Que el nombre de Silvina Ocampo quedara inscrito durante mucho tiempo al de Jorge Luis Borges y al de su marido Bioy Casares no es motivo suficiente para cubrir su nombre con el polvo añejo del olvido. Junto a ellos perpetró esa Antología de la literatura fantástica en 1940 que dio tanto que hablar. Y todavía más: inevitablemente se asocia su nombre al de su hermana, Victoria Ocampo, fundadora en 1931 de la revista Sur. Pues ya es hora de que se restablezca no la memoria perdida y la efeméride puntual, sino el valor secreto de la lectura de sus cuentos. Que sean sus relatos quienes levanten una legión infinita de excéntricos lectores a los que no les importe una literatura impulsada por la más severa de las realidades y por la más cotidiana fantasía.
Esta Antología esencial viene a cubrir un vacío en verdad insultante. Los cuentos de Ocampo están fabricados con la materia más frágil, el sueño, y envueltos infatigablemente con la ironía más cruel. Si aderezamos todo ello con el hielo de la infancia –lugar al que una y otra vez conquista- se tendrá una imagen cabal de su literatura. Sus cuentos gozan de una voz que tardó en cuajar pero que son inconfundibles. En el prólogo a este volumen Edgardo Cozarinsky cita una palabras de Borges que definen bien a las claras una sensación que recorre todo el libro: “ese extraño amor por cierta crueldad inocente, u oblicua.”
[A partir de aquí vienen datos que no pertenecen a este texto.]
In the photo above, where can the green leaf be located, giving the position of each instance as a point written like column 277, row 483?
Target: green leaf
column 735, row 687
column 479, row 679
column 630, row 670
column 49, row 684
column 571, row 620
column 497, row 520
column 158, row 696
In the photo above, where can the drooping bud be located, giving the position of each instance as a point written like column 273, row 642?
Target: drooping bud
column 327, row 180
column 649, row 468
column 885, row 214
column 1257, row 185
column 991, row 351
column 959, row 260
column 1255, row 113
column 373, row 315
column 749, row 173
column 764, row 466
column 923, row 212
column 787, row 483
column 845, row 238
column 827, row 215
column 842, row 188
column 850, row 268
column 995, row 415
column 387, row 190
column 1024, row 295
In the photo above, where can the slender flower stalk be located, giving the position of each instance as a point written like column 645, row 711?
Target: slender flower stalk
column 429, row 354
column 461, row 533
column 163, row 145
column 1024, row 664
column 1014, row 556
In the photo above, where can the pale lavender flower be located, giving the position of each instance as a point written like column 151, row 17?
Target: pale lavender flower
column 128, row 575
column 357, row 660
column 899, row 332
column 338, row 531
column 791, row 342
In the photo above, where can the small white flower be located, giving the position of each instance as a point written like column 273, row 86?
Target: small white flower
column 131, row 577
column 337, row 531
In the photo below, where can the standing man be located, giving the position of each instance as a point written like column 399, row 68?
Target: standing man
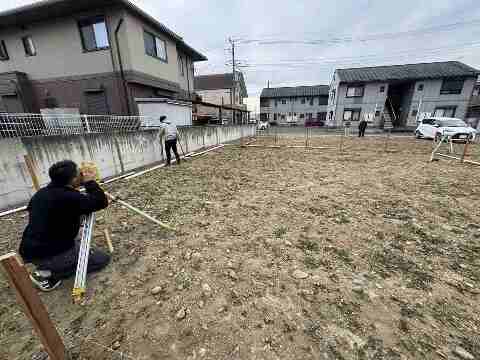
column 362, row 126
column 171, row 135
column 50, row 240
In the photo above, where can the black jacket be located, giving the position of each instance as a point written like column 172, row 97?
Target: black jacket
column 54, row 219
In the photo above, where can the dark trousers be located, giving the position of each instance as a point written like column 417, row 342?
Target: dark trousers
column 171, row 145
column 361, row 130
column 64, row 265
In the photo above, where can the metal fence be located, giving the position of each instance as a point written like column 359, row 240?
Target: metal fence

Hay cuentos, créanme, dolorosos, de esos que te hieren levemente como si fuera un trozo de hielo en forma de cuchillo el que te atravesara el intelecto. Hay inicios sobrecogedores (“El día que me muera caerán de mis ojos lágrimas y de mi boca palabras. Nunca se contradicen.”); hay finales asombrosos, un eco de Mallarmé: “Quisiera escribir un libro sobre nada.”
Aquellos que no conozcan a Silvina Ocampo tienen ahora una ocasión sobresaliente para acercarse a una contadora de historias ejemplar y a una poeta, incluida en esta antología, que dejó escrito: “Mañana tendré miedo de presagios.”